El regreso a Buenos Aires no fue, tal vez, la mejor decisión. Cuando su padre muere en enero de 1967, su angustia fue en aumento. Un infarto repentino y desconsuelo. Su gran amiga, la poeta Olga Orozco, la acompañó en el velorio; fue la única. Ese episodio ya hablaba del hermetismo de Alejandra. Al año siguiente se mudó junto a su novia, una fotógrafa —su bisexualidad no era ninguna novedad para aquel entonces—, y la adicción a las pastillas retornó como un fantasma, hasta que en 1970 llegó el primer intento de suicidio. Las alarmas de sus amigos sonaron, cada vez más fuerte. Sabían de su idilio con la muerte; leerla es como mirar al vacío, una prueba de fuego. ¿Era casual acaso ese desafío permanente en las letras que lindaba con una vida border? Desde París, en una carta fechada el 9 de septiembre de 1971, Julio Cortázar le escribe: "Sólo te acepto viva, sólo te quiero Alejandra. Escribíme, coño, y perdoná el tono, pero con qué ganas te bajaría el slip (¿rosa o verde?) para darte una paliza de esas que dicen te quiero a cada chicotazo". El destino parecía ser inevitable.

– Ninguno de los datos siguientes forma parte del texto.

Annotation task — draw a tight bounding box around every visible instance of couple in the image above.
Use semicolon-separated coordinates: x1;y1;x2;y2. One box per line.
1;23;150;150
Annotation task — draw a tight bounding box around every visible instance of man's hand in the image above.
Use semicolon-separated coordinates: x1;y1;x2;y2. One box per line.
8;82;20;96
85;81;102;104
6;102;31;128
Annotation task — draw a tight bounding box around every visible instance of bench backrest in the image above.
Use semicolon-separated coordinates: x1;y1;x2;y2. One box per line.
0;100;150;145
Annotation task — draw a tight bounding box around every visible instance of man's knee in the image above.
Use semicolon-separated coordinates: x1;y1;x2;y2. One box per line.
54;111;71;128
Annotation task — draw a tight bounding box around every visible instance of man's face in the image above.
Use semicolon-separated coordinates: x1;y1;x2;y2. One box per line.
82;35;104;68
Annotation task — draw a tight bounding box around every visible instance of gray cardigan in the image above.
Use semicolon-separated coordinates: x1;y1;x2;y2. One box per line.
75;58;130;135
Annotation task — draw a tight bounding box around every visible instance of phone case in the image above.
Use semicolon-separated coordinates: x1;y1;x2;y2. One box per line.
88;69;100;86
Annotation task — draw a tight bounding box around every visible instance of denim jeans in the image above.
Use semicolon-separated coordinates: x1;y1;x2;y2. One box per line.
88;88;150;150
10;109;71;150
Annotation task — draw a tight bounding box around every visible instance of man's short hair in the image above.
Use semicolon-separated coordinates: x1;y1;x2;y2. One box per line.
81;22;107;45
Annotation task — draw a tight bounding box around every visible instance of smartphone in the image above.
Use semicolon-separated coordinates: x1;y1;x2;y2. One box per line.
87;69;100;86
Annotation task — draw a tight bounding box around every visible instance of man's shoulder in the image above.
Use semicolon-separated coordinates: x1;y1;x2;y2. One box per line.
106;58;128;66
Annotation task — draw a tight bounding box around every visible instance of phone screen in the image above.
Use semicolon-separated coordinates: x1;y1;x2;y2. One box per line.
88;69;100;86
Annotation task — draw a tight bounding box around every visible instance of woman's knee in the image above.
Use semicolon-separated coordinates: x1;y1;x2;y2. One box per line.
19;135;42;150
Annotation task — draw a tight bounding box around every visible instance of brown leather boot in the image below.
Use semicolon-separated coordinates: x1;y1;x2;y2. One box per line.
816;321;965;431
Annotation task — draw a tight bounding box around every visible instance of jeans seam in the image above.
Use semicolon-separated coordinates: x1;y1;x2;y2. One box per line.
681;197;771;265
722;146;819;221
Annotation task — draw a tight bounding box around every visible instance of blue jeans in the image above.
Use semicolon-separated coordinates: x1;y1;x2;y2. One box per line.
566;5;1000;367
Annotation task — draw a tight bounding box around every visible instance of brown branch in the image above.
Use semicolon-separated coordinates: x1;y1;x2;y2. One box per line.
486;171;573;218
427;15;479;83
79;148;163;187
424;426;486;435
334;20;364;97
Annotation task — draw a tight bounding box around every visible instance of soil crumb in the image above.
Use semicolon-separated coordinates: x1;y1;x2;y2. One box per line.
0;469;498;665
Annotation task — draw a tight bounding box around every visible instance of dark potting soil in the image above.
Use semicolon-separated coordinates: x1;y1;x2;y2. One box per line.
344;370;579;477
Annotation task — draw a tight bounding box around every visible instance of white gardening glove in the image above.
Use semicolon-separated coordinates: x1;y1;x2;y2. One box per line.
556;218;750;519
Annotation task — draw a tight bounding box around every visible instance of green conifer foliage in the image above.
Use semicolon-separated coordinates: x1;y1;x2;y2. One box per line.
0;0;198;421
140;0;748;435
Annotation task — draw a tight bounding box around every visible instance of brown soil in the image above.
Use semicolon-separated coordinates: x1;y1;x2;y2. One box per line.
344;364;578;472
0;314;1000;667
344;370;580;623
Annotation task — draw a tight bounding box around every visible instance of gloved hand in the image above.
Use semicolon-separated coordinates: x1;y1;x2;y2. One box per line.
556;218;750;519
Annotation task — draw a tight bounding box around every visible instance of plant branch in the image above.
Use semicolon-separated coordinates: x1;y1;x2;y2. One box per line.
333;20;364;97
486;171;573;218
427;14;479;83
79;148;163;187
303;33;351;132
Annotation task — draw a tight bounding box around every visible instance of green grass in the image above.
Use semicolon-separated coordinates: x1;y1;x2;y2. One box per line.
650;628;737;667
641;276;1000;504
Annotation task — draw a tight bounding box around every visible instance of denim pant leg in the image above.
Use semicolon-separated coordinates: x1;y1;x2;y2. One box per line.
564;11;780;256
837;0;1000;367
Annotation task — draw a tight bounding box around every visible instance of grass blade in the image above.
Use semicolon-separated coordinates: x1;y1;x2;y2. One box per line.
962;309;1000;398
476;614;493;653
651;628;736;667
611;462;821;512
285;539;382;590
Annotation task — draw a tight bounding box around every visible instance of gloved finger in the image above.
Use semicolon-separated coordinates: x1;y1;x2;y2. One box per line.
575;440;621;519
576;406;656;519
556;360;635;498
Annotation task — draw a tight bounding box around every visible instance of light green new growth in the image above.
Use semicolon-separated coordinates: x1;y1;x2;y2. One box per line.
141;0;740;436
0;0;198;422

Su prematura afición a Alicia en el País de las Maravillas, la sensibilidad, su búsqueda constante por el costado oculto de la chica bien, sus lecturas filosóficas en la adultez, todo ese combo denso la forjaron incansable y subversiva. Una leona en la selva literaria. Ana Muño dice —en el prólogo de Alejandra Pizarnik. Prosa completa— que el gran motor de su obra es "un intenso trabajo de escritura que busca exaltar los poderes del lenguaje". Pero, ¿por qué esos años finales llenos de oscuridad? El último verso de Los trabajos y las noches, un libro publicado en 1965, a mitad del angosto pero intenso trayecto literario que recorrió Pizarnik en vida, es el siguiente: "Es tan lejos pedir. Tan cerca saber que no hay".  Sin embargo, el primer verso de este poemario es como un espejo optimista: "Tú eliges el lugar de la herida". Cualquier guionista mainstream hubiera invertido la selección —empezar con la angustia, terminar con la posibilidad de controlarla—, pero el recorrido que hace es ella justamente ese, el de comenzar con la llama de la esperanza más revolucionaria y concluir con la sentencia más trágica: la de la irreversibilidad, no hay salvación, la muerte siempre está cerca. Incluso meses antes de morir, el poema "Para Janis Joplin" revela ese romance con el verso "A cantar dulce y a morirse luego".

Alejandra Pizarnik
Alejandra Pizarnik

Ya internada en un neuropsiquiátrico, su angustia no se iba. Sus ojos tristes, su mirada perdida, la curiosidad innata que se apagaba. ¿Acaso el poderío de su literatura no le servía para erigirse, orgullosa y altanera, por sobre la mediocridad de aquellos años militarizados? Cuando la encontraron estaba tirada sobre la cama, muerta; fue el 25 de septiembre de 1972, hace 45 años. En la pizarra de su habitación, varias anotaciones y en el centro, bien abajo, tres versos: "No quiero ir / nada más / que hasta el fondo". Las cincuenta pastillas de Seconal que tomó esa noche bastaron para irse al fondo, bien hasta el fondo, lugar del que siempre regresa, como hoy, como siempre.